14 décembre 2025
Depuis une semaine, que s’est-il passé ? Déjà, j’ai gagné ma vie. De façon elliptique : pas besoin de s’étendre. Sans opinion sur le sujet.
Puis j’ai commencé à préparer le vrai boulot : un inventaire de fichiers Markdown à importer dans Scribus. Malheureusement, le problème, c’est la conversion des balises MD. Ce que j’espérais, c’est que les styles se créent automatiquement à l’import dans Scribus. Mais même en utilisant un script Python, je n’y suis pas parvenu. Les styles se mettent bien à jour dans Scribus, mais uniquement dans la fenêtre Propriétés, pas dans le document.
Cela signifie que je dois tout reprendre ligne par ligne, à la main. Trop fastidieux — ou alors un excellent exercice de relecture. À choisir.
Pour un PDF, un EPUB, la solution est très facile avec Pandoc. Je peux même prévoir une couverture, une table des matières, et les placer directement dans les commandes du terminal.
L’utilisation de Notion s’avère intéressante, vraiment — peut-être encore mieux qu’Obsidian. Le problème, c’est de devoir s’adapter à chaque nouvel outil, sans être jamais certain que demain un autre remplacera encore celui-ci. On pourrait se dire : stop, ne pas se disperser ; une fois qu’un workflow fonctionne, pourquoi en changer. C’est vrai, on peut se le dire. Mais si on faisait tout ce qu’on dit, le monde ne serait pas ce monde.

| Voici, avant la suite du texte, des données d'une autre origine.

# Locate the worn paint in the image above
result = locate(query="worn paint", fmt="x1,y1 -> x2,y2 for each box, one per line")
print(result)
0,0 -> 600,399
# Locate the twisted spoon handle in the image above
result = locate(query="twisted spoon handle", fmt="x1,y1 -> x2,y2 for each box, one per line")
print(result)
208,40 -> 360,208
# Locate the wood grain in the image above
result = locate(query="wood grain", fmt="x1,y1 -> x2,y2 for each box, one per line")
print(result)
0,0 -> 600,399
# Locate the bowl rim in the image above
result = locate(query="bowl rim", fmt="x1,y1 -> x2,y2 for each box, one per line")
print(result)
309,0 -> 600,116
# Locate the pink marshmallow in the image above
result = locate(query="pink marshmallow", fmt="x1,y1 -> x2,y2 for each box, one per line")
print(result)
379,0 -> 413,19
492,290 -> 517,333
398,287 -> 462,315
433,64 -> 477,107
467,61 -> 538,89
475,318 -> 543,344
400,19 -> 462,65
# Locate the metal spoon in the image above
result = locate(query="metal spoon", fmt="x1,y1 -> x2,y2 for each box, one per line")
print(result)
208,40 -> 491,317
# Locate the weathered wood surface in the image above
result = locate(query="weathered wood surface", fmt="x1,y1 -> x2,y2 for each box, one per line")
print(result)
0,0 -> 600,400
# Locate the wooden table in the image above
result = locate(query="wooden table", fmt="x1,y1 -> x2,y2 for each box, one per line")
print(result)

L’avantage, en outre, de pouvoir utiliser selon les besoins plusieurs modèles d’IA avec Notion est un vrai plus. En ayant injecté ma base d’articles en CSV, je peux demander vraiment tout ce que je veux : proposer une recherche approfondie par plusieurs séries de mots-clés, puis me formater un fichier Markdown ou un docx, et le classer dans une base de données. Me réordonner le document plusieurs fois tout en changeant la table des matières. ( Bientôt j’aurais peut-être droit à un café et des petits gâteaux ?) — bref, Le gain de temps est spectaculaire. Ensuite, la question se pose : qui commande, au bout du compte ? Est-ce l’IA qui, au travers des solutions qu’elle me propose, parvient à m’influencer dans mes décisions — ou bien est-ce le contraire ? Il me semble que, pour l’instant, je garde encore l’avantage. Je ne sais pas pour combien de temps.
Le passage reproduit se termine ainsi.